Using State Tort Laws to Combat Terrorism Abroad

Using State Tort Laws to Combat Terrorism Abroad

While on the subject of the extraterritorial application of state laws, a federal district court in Washington D.C. this week rendered an important and puzzling decision applying state tort laws to combat terrorism abroad. The case of Damarrell v. Iran concerns the Iranian government’s involvement in the Beirut embassy bombings of 1983, one of the defining moments in the modern era of terrorism. As the court correctly notes, “the bombing was the first large-scale attack against a U.S. embassy anywhere in the world.”

The claims were brought against Iran and its intrumentalities pursuant to the Flatow Amendment of the FSIA. Recent D.C. Circuit opinions in Cicippio-Puleo and Acree ruled that the Flatow Amendment, while a valid exception to the FSIA for terrorism claims, does not itself create a private right of action. In response, the district court in Dammarrell authorized the claimants in this case to amend their complaint to plead specific causes of action under the common law or statutes of their respective home states.

This week the court in Dammarrell ruled that the claimants were entitled to $126 million against Iran. But it did so on the basis of state tort laws for wrongful death, battery, and the intentional infliction of emotion distress. That’s right, the state tort laws of Georgia, Florida, North Carolina, New York, Texas, Virginia, and the District of Columbia were applied extraterritorially to combat terrorism in Beirut. Notably absent from this decision, or any other Dammarrell decision, is the word “extraterritorial.” There was absolutely no discussion of the presumption against extraterritoriality for this patchwork of state tort laws.

I am a strong advocate of using U.S. courts to fight state-sponsored terrorism against the United States and U.S. citizens. I therefore welcomed the Flatow Amendment. But it seems odd, to say the least, that we are applying state tort laws for battery, wrongful death, and emotional distress to combat terrorism in Beirut. If we can use those laws to combat terrorism, what prevents their use in others contexts for lesser evils? If a soccer hooligan violently assaults an American at a Chelsea football game in London, is that cognizable too? If not, why not under Dammarrell? It would seem that relying on the antilogy of this decision, every American tourist abroad is a walking vehicle for the potential application of their state tort laws against anyone anywhere who commits an intentional tort against them. Now that’s what I call tort reform.

One can hardly fault the claimants, as it appears the court previously instructed them to amend the complaint to include state law causes of action. But if the Flatow Amendment does not create a private right of action, and state tort laws do not evince a legislative intent to be applied extraterritorially, what are claimants to do? The court earlier this year had ruled here and here that the TVPA does not apply to foreign states and there is no federal common law private right of action. And, of course, the ATS cannot be invoked by American citizens.
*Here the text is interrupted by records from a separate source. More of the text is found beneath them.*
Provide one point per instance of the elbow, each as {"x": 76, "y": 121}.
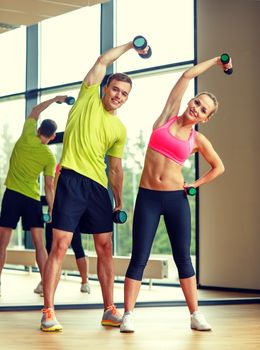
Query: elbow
{"x": 221, "y": 169}
{"x": 102, "y": 61}
{"x": 49, "y": 188}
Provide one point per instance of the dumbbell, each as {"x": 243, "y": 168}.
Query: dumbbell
{"x": 140, "y": 43}
{"x": 191, "y": 191}
{"x": 46, "y": 218}
{"x": 69, "y": 100}
{"x": 119, "y": 217}
{"x": 225, "y": 59}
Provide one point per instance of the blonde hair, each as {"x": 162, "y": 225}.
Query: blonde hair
{"x": 213, "y": 98}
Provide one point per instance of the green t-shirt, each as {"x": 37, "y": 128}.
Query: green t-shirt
{"x": 91, "y": 133}
{"x": 29, "y": 158}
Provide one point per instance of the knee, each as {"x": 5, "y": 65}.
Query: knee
{"x": 59, "y": 248}
{"x": 184, "y": 266}
{"x": 135, "y": 270}
{"x": 104, "y": 248}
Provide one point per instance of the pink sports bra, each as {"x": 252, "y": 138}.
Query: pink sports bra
{"x": 170, "y": 146}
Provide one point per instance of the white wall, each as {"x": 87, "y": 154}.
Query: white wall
{"x": 230, "y": 207}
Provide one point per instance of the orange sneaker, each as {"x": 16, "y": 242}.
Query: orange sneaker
{"x": 111, "y": 317}
{"x": 49, "y": 322}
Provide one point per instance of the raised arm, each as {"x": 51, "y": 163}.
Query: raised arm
{"x": 36, "y": 111}
{"x": 173, "y": 103}
{"x": 49, "y": 191}
{"x": 98, "y": 71}
{"x": 115, "y": 176}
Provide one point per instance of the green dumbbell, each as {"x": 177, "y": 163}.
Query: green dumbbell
{"x": 191, "y": 191}
{"x": 119, "y": 217}
{"x": 140, "y": 43}
{"x": 225, "y": 59}
{"x": 46, "y": 218}
{"x": 69, "y": 100}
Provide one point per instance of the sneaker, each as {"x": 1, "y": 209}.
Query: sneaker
{"x": 111, "y": 317}
{"x": 39, "y": 289}
{"x": 49, "y": 322}
{"x": 85, "y": 288}
{"x": 127, "y": 325}
{"x": 199, "y": 323}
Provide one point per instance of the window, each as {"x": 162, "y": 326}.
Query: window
{"x": 12, "y": 61}
{"x": 12, "y": 112}
{"x": 69, "y": 46}
{"x": 167, "y": 25}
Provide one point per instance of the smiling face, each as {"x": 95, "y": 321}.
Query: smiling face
{"x": 115, "y": 94}
{"x": 200, "y": 108}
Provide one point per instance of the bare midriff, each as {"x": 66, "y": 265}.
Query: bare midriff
{"x": 161, "y": 173}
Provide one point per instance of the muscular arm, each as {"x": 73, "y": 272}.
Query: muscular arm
{"x": 172, "y": 105}
{"x": 98, "y": 71}
{"x": 36, "y": 111}
{"x": 115, "y": 176}
{"x": 49, "y": 191}
{"x": 205, "y": 148}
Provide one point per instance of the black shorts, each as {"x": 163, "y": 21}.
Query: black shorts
{"x": 80, "y": 201}
{"x": 16, "y": 205}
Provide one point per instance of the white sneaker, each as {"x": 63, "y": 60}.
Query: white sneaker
{"x": 85, "y": 288}
{"x": 39, "y": 289}
{"x": 127, "y": 325}
{"x": 199, "y": 323}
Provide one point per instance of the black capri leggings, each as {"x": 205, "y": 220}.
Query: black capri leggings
{"x": 149, "y": 206}
{"x": 76, "y": 242}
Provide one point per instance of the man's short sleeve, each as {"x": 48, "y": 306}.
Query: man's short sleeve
{"x": 29, "y": 127}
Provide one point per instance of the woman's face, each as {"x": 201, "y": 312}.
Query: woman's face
{"x": 200, "y": 108}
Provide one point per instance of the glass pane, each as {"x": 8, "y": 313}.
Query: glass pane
{"x": 12, "y": 120}
{"x": 168, "y": 27}
{"x": 12, "y": 61}
{"x": 138, "y": 122}
{"x": 69, "y": 46}
{"x": 58, "y": 112}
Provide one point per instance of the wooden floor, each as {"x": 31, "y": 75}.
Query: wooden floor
{"x": 235, "y": 327}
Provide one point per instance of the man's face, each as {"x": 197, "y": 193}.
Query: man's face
{"x": 115, "y": 95}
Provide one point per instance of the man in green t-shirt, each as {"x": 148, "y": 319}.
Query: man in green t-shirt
{"x": 93, "y": 130}
{"x": 30, "y": 157}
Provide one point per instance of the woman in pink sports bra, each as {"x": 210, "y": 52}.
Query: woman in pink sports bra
{"x": 162, "y": 191}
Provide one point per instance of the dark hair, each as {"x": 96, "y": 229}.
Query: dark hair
{"x": 119, "y": 77}
{"x": 48, "y": 128}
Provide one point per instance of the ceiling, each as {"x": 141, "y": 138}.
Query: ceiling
{"x": 14, "y": 13}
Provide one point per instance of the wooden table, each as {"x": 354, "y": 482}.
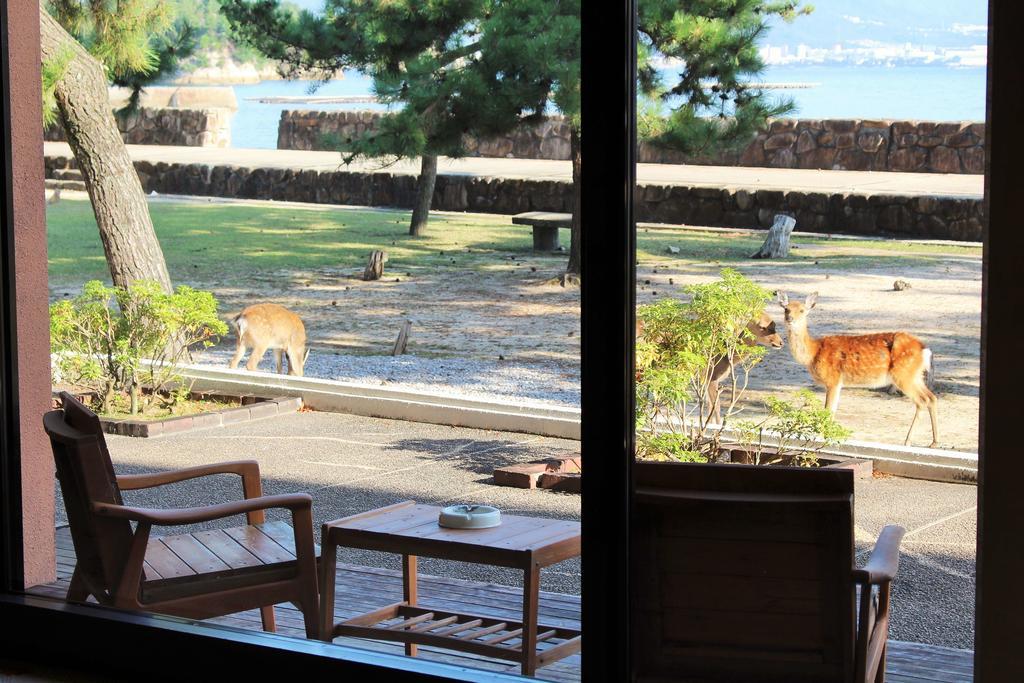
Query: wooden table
{"x": 411, "y": 529}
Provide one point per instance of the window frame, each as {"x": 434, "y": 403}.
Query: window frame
{"x": 606, "y": 402}
{"x": 605, "y": 342}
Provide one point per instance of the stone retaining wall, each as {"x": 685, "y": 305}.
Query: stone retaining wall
{"x": 306, "y": 130}
{"x": 933, "y": 217}
{"x": 182, "y": 127}
{"x": 834, "y": 143}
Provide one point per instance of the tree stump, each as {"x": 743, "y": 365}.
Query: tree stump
{"x": 375, "y": 266}
{"x": 402, "y": 341}
{"x": 777, "y": 243}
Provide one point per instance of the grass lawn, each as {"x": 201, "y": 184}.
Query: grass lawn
{"x": 204, "y": 241}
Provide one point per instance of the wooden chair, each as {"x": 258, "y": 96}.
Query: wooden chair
{"x": 197, "y": 575}
{"x": 748, "y": 573}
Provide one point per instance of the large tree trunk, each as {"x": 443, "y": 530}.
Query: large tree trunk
{"x": 424, "y": 194}
{"x": 118, "y": 200}
{"x": 576, "y": 262}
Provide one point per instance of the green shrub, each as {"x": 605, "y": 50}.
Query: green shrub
{"x": 101, "y": 337}
{"x": 676, "y": 353}
{"x": 677, "y": 350}
{"x": 797, "y": 429}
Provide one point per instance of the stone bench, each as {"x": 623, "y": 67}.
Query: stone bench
{"x": 545, "y": 226}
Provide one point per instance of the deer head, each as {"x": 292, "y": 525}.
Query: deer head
{"x": 763, "y": 332}
{"x": 795, "y": 311}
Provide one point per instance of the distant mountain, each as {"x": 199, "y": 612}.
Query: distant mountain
{"x": 861, "y": 23}
{"x": 935, "y": 23}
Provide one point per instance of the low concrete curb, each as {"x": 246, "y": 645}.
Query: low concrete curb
{"x": 375, "y": 401}
{"x": 499, "y": 415}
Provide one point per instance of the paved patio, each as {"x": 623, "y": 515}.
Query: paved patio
{"x": 351, "y": 464}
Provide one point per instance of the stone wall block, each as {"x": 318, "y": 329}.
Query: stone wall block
{"x": 845, "y": 140}
{"x": 779, "y": 140}
{"x": 944, "y": 160}
{"x": 805, "y": 142}
{"x": 973, "y": 159}
{"x": 907, "y": 160}
{"x": 781, "y": 126}
{"x": 852, "y": 160}
{"x": 962, "y": 138}
{"x": 870, "y": 141}
{"x": 743, "y": 200}
{"x": 840, "y": 125}
{"x": 782, "y": 159}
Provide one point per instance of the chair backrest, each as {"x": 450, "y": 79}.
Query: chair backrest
{"x": 86, "y": 476}
{"x": 742, "y": 573}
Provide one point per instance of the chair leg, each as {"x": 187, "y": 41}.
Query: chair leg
{"x": 266, "y": 615}
{"x": 77, "y": 591}
{"x": 880, "y": 675}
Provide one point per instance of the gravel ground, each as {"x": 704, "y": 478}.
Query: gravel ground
{"x": 351, "y": 464}
{"x": 552, "y": 383}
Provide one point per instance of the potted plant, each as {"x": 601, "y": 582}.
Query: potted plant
{"x": 683, "y": 348}
{"x": 124, "y": 346}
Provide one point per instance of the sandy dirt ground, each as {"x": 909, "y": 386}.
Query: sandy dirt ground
{"x": 507, "y": 308}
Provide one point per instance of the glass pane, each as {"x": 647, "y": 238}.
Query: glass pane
{"x": 809, "y": 211}
{"x": 391, "y": 221}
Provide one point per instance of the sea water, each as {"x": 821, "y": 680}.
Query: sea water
{"x": 925, "y": 93}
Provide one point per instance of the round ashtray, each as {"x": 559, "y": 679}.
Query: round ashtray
{"x": 469, "y": 516}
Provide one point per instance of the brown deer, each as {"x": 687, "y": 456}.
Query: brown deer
{"x": 871, "y": 360}
{"x": 762, "y": 331}
{"x": 266, "y": 326}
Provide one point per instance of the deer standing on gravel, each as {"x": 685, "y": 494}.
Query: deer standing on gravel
{"x": 762, "y": 331}
{"x": 266, "y": 326}
{"x": 872, "y": 360}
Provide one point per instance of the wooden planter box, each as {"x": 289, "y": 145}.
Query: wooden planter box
{"x": 565, "y": 473}
{"x": 245, "y": 408}
{"x": 862, "y": 469}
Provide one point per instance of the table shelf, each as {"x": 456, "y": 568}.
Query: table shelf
{"x": 467, "y": 633}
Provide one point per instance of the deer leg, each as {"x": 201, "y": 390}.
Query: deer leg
{"x": 255, "y": 357}
{"x": 832, "y": 397}
{"x": 912, "y": 421}
{"x": 294, "y": 363}
{"x": 935, "y": 425}
{"x": 240, "y": 351}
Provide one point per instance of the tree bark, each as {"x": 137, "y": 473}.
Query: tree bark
{"x": 375, "y": 265}
{"x": 118, "y": 200}
{"x": 424, "y": 194}
{"x": 576, "y": 262}
{"x": 777, "y": 243}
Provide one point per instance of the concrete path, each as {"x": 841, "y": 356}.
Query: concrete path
{"x": 864, "y": 182}
{"x": 351, "y": 464}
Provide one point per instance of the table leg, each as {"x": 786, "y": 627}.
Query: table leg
{"x": 329, "y": 561}
{"x": 409, "y": 590}
{"x": 530, "y": 588}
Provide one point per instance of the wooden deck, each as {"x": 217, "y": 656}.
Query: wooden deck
{"x": 360, "y": 589}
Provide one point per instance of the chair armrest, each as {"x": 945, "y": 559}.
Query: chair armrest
{"x": 173, "y": 517}
{"x": 248, "y": 469}
{"x": 884, "y": 562}
{"x": 244, "y": 468}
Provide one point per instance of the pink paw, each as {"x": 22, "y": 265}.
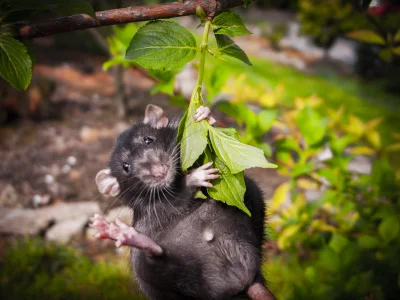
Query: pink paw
{"x": 200, "y": 176}
{"x": 124, "y": 235}
{"x": 204, "y": 113}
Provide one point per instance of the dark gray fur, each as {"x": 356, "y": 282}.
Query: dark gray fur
{"x": 191, "y": 267}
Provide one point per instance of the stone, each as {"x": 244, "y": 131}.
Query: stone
{"x": 63, "y": 231}
{"x": 33, "y": 221}
{"x": 8, "y": 196}
{"x": 360, "y": 164}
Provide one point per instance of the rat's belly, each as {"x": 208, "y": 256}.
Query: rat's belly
{"x": 210, "y": 252}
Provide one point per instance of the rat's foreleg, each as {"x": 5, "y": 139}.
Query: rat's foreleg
{"x": 200, "y": 176}
{"x": 124, "y": 235}
{"x": 204, "y": 113}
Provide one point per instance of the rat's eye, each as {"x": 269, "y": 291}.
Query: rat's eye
{"x": 148, "y": 140}
{"x": 126, "y": 167}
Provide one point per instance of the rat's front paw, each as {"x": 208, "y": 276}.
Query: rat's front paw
{"x": 124, "y": 235}
{"x": 105, "y": 230}
{"x": 204, "y": 113}
{"x": 200, "y": 176}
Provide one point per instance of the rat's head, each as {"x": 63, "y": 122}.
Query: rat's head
{"x": 145, "y": 158}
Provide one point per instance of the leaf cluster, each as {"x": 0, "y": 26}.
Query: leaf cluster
{"x": 165, "y": 45}
{"x": 16, "y": 58}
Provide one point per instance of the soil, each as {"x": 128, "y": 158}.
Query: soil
{"x": 57, "y": 154}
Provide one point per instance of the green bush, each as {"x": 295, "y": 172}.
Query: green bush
{"x": 33, "y": 269}
{"x": 345, "y": 243}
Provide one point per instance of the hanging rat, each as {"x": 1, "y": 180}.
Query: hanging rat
{"x": 181, "y": 247}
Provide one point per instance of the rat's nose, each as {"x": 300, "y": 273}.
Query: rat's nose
{"x": 159, "y": 171}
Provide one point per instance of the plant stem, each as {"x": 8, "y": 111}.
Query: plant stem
{"x": 197, "y": 89}
{"x": 203, "y": 52}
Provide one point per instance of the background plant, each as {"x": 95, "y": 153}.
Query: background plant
{"x": 17, "y": 59}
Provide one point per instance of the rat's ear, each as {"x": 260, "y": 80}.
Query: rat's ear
{"x": 154, "y": 116}
{"x": 107, "y": 184}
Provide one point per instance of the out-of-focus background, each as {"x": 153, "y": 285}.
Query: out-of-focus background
{"x": 322, "y": 100}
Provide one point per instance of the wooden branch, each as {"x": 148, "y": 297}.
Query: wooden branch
{"x": 124, "y": 15}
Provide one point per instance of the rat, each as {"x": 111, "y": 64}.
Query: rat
{"x": 181, "y": 247}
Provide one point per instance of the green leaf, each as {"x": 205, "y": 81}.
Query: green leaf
{"x": 162, "y": 45}
{"x": 118, "y": 60}
{"x": 389, "y": 228}
{"x": 386, "y": 54}
{"x": 199, "y": 195}
{"x": 367, "y": 36}
{"x": 302, "y": 168}
{"x": 365, "y": 4}
{"x": 229, "y": 188}
{"x": 266, "y": 148}
{"x": 230, "y": 24}
{"x": 125, "y": 33}
{"x": 31, "y": 52}
{"x": 166, "y": 82}
{"x": 288, "y": 143}
{"x": 396, "y": 37}
{"x": 368, "y": 242}
{"x": 194, "y": 134}
{"x": 396, "y": 50}
{"x": 266, "y": 118}
{"x": 236, "y": 155}
{"x": 338, "y": 242}
{"x": 329, "y": 259}
{"x": 15, "y": 62}
{"x": 181, "y": 127}
{"x": 228, "y": 47}
{"x": 25, "y": 9}
{"x": 329, "y": 175}
{"x": 311, "y": 125}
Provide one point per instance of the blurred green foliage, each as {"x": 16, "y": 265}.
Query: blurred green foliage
{"x": 33, "y": 269}
{"x": 343, "y": 242}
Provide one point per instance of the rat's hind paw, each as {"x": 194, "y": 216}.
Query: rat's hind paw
{"x": 123, "y": 234}
{"x": 204, "y": 113}
{"x": 200, "y": 176}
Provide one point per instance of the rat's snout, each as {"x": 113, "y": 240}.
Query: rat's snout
{"x": 159, "y": 171}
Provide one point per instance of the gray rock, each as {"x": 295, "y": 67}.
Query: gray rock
{"x": 360, "y": 164}
{"x": 344, "y": 51}
{"x": 8, "y": 196}
{"x": 32, "y": 221}
{"x": 63, "y": 231}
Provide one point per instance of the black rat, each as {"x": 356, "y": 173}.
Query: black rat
{"x": 181, "y": 247}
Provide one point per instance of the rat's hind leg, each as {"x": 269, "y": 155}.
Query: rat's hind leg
{"x": 124, "y": 235}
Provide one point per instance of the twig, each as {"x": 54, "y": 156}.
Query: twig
{"x": 124, "y": 15}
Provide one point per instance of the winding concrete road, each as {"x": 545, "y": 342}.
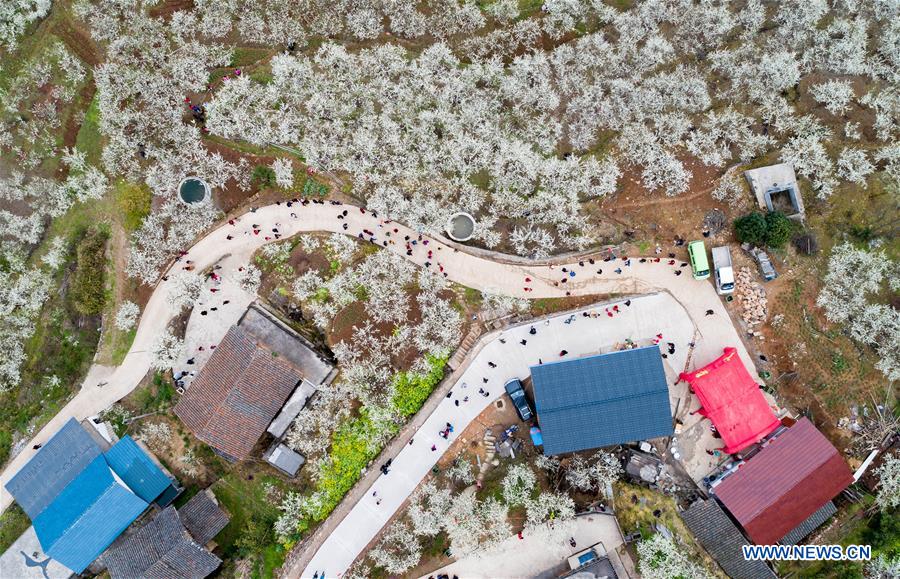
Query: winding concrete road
{"x": 231, "y": 246}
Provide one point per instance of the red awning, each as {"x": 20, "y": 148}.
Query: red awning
{"x": 730, "y": 397}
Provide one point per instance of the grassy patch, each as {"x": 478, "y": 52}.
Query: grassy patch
{"x": 249, "y": 533}
{"x": 155, "y": 396}
{"x": 88, "y": 295}
{"x": 472, "y": 297}
{"x": 89, "y": 139}
{"x": 13, "y": 522}
{"x": 413, "y": 389}
{"x": 245, "y": 56}
{"x": 133, "y": 201}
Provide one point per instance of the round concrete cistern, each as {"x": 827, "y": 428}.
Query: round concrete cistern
{"x": 461, "y": 226}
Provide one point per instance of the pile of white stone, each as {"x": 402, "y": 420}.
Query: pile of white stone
{"x": 752, "y": 298}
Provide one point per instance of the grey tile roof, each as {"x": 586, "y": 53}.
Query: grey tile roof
{"x": 722, "y": 540}
{"x": 812, "y": 523}
{"x": 237, "y": 394}
{"x": 161, "y": 549}
{"x": 284, "y": 459}
{"x": 57, "y": 464}
{"x": 602, "y": 400}
{"x": 202, "y": 517}
{"x": 131, "y": 556}
{"x": 293, "y": 347}
{"x": 187, "y": 560}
It seems odd to say, but Americans still have no obvious statutory basis for a private right of action to combat state-sponsored terrorism abroad. State tort laws will (or should) have difficulty overcoming the presumption against extraterritoriality, and all federal causes of action appear wanting. I always hate it when academics blithely suggest amending statutes, but perhaps the only obvious (but unlikely) solution is a legislative override of Acree and Cicippio-Puleo, or an amendment to the TVPA to address this most egregious form of state-sponsored extra-judicial killing.